Testing of hunter-killed animals indicates that between ~1% and 20% of animals in free-ranging deer populations in endemic areas may be infected. The most prominent clinical sign of CWD is the basis for its name, eventual emaciation. Some animals may show hypersalivation and difficulty swallowing; elk, in particular, exhibit ataxia and tremors.[5] The known geographic range of CWD appears to be growing along migration routes for the affected species and through shipments of captive cervids. At this time, Montana, Wyoming, South Dakota, Minnesota, Wisconsin, Colorado, Nebraska, Kansas, Oklahoma, New York, West Virginia, as well as Alberta and Saskatchewan have all had confirmed cases of CWD in either captive or wild cervid populations. Cases of CWD have been diagnosed in South Korea in deer and elk imported from Canada.[10] The fact that freeranging animals are infected with CWD and the apparent capability of CWD to be horizontally transmitted[7] indicates that the prevalence of the disease may increase for the foreseeable future.

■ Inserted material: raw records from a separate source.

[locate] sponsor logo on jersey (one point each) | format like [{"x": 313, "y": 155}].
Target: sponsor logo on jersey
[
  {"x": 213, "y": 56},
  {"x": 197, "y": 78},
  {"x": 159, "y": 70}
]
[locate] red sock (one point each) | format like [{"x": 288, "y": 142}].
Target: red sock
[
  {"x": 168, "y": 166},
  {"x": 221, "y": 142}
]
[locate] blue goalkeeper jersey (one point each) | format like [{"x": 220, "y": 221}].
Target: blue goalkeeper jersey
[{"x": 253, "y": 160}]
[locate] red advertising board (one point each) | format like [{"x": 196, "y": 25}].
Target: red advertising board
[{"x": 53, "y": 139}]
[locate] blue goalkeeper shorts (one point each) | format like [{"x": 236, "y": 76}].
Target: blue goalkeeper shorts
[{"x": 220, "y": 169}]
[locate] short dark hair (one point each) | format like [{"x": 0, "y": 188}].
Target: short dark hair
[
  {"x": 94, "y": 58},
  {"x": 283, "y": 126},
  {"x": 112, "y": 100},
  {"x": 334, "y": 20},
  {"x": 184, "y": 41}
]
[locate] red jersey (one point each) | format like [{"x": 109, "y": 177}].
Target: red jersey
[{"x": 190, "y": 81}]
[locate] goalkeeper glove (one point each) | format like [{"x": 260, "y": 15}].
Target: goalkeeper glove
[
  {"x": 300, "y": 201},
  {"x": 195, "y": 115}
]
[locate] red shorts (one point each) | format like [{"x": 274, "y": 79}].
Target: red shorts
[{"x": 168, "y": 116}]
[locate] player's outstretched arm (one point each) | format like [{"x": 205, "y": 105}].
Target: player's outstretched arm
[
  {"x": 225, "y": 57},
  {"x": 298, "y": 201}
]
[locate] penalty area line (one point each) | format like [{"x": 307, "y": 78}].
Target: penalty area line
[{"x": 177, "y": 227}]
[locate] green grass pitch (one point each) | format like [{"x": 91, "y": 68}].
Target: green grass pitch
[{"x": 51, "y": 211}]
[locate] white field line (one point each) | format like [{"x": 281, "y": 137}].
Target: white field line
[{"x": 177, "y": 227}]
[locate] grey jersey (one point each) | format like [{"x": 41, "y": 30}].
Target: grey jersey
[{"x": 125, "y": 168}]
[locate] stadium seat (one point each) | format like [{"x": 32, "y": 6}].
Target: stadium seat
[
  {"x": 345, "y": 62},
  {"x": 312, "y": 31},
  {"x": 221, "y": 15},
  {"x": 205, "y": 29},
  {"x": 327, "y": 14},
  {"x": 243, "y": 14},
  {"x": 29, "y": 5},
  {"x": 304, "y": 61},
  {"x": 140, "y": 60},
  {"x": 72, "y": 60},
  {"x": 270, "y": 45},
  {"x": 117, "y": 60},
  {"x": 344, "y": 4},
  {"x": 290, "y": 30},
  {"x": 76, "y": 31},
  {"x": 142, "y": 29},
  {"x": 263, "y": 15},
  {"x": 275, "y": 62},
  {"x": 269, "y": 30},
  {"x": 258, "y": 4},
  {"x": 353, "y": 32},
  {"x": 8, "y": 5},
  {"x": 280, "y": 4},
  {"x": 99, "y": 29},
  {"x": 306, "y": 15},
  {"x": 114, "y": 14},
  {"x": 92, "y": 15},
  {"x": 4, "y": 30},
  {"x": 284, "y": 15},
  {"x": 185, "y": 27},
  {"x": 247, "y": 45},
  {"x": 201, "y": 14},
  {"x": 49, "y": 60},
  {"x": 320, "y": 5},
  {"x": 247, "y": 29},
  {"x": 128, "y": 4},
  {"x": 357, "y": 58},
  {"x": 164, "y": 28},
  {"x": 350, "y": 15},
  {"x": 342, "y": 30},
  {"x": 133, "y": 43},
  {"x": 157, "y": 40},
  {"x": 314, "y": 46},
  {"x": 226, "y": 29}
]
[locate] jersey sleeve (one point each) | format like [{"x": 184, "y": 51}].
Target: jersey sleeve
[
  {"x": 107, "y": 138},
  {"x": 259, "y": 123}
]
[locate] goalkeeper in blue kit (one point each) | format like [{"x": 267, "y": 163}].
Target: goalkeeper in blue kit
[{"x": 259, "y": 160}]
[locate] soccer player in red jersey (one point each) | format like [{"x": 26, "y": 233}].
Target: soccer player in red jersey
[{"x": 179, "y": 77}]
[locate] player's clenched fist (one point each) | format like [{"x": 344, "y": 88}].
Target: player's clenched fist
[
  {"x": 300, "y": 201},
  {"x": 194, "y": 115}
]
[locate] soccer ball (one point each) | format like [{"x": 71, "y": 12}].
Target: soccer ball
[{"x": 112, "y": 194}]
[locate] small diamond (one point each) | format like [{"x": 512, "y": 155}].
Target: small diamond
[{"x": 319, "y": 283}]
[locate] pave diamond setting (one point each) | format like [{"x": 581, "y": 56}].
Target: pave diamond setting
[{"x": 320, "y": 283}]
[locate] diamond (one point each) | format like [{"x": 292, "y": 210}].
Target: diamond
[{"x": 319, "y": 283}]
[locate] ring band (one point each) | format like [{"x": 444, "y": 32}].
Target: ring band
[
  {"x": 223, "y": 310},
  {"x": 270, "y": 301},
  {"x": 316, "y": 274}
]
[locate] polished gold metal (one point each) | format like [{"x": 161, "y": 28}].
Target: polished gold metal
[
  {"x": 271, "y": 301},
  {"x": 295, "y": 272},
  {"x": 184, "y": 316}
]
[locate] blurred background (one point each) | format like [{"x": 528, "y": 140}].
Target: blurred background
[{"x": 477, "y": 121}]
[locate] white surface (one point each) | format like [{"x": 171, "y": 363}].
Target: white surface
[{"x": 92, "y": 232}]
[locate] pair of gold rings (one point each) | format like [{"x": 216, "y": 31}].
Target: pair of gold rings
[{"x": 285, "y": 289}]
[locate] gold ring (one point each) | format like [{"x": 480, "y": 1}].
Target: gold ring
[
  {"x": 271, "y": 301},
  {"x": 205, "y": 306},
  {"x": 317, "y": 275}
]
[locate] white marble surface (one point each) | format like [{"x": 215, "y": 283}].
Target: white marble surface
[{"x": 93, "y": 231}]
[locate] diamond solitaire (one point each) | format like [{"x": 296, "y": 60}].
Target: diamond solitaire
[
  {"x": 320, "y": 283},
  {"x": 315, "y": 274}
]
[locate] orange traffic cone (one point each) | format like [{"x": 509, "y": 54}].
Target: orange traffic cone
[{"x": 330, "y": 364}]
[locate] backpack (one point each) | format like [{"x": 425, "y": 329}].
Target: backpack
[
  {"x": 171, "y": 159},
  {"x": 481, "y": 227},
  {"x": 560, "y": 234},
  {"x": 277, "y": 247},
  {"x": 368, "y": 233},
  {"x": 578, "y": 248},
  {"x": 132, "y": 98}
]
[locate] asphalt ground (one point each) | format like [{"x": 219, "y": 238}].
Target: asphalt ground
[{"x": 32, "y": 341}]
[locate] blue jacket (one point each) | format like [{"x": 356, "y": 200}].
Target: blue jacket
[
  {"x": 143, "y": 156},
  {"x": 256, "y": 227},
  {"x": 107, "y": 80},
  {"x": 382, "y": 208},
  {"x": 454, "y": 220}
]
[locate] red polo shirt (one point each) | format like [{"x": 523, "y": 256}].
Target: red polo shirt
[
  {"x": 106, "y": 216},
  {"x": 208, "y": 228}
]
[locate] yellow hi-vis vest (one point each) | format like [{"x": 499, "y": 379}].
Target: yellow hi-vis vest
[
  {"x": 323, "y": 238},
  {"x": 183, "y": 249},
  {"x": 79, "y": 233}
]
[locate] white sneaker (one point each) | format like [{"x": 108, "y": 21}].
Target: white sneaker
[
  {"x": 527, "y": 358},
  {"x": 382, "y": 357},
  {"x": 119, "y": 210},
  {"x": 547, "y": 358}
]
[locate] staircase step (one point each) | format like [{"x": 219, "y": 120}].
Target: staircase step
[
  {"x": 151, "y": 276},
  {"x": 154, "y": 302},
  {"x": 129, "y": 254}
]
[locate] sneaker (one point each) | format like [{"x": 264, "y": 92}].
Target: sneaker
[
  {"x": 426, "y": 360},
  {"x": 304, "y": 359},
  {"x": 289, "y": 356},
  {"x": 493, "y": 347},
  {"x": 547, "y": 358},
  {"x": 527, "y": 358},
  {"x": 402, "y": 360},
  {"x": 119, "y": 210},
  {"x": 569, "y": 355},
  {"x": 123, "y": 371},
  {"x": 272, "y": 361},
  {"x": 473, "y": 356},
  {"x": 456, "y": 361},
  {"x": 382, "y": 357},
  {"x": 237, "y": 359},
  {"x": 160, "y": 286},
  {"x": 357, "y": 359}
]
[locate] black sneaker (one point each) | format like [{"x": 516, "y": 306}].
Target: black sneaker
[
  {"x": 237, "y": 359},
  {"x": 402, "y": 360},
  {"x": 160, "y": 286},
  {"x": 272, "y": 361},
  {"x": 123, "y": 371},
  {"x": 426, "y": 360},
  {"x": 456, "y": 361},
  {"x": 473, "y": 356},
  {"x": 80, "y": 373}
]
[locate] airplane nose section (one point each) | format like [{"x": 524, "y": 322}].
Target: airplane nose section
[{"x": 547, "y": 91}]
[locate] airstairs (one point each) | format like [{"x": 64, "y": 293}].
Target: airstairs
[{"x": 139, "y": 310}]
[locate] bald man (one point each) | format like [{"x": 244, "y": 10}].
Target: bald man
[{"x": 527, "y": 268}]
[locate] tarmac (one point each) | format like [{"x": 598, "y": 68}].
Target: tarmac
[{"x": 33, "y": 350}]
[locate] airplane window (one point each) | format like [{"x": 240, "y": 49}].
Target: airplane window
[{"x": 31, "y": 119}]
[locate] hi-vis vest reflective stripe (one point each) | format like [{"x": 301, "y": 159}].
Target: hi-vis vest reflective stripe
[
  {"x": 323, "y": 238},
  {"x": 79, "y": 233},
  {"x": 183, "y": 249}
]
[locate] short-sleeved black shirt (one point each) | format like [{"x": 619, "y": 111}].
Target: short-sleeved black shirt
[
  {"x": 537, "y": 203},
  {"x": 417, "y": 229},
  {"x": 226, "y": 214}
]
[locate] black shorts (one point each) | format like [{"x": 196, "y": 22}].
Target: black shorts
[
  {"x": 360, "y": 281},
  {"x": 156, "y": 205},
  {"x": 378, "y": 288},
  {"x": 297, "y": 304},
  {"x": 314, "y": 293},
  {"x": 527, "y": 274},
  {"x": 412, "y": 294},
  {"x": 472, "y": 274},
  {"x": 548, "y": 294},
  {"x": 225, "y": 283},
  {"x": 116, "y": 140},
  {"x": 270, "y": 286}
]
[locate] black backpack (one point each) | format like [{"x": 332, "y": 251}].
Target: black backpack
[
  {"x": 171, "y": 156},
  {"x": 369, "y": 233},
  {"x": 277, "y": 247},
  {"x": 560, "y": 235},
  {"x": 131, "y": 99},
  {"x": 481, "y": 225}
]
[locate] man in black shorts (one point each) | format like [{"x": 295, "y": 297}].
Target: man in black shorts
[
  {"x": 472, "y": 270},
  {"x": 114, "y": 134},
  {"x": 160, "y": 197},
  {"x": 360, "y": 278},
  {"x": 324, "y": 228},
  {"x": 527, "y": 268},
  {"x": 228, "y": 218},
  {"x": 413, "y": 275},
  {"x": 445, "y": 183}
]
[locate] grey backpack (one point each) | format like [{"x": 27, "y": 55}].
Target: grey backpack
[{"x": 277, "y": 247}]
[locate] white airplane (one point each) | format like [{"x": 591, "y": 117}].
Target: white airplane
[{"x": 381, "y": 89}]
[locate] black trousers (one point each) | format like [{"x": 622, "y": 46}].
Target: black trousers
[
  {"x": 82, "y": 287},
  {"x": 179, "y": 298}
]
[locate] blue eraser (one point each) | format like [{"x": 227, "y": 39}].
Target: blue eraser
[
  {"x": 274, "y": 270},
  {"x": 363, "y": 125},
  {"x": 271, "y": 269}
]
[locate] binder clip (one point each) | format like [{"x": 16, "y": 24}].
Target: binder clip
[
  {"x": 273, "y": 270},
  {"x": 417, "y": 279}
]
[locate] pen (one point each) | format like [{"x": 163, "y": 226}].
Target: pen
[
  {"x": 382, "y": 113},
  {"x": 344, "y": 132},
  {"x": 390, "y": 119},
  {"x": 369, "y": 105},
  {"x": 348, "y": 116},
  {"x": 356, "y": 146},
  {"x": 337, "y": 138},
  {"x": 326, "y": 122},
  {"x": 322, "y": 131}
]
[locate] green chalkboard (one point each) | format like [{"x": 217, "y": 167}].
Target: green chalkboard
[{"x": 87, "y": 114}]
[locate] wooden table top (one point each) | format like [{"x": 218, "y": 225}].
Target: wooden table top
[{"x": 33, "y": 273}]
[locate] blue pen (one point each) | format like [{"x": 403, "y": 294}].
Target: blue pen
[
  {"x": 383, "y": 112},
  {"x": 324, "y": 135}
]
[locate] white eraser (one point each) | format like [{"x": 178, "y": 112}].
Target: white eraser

While scrapie has been known to exist in their respective host populations for many years and elicited little or no concern among the general population, this has not been true for BSE. Shortly after the first identification of what has ultimately been termed BSE in British cattle in 1986, it was recognized that a new neurologic disease of cattle had arisen with striking similarities to scrapie.[11] Clinical signs include apprehensive or perhaps even aggressive behavior, ataxia, and abnormal responses to environmental stimuli.[12]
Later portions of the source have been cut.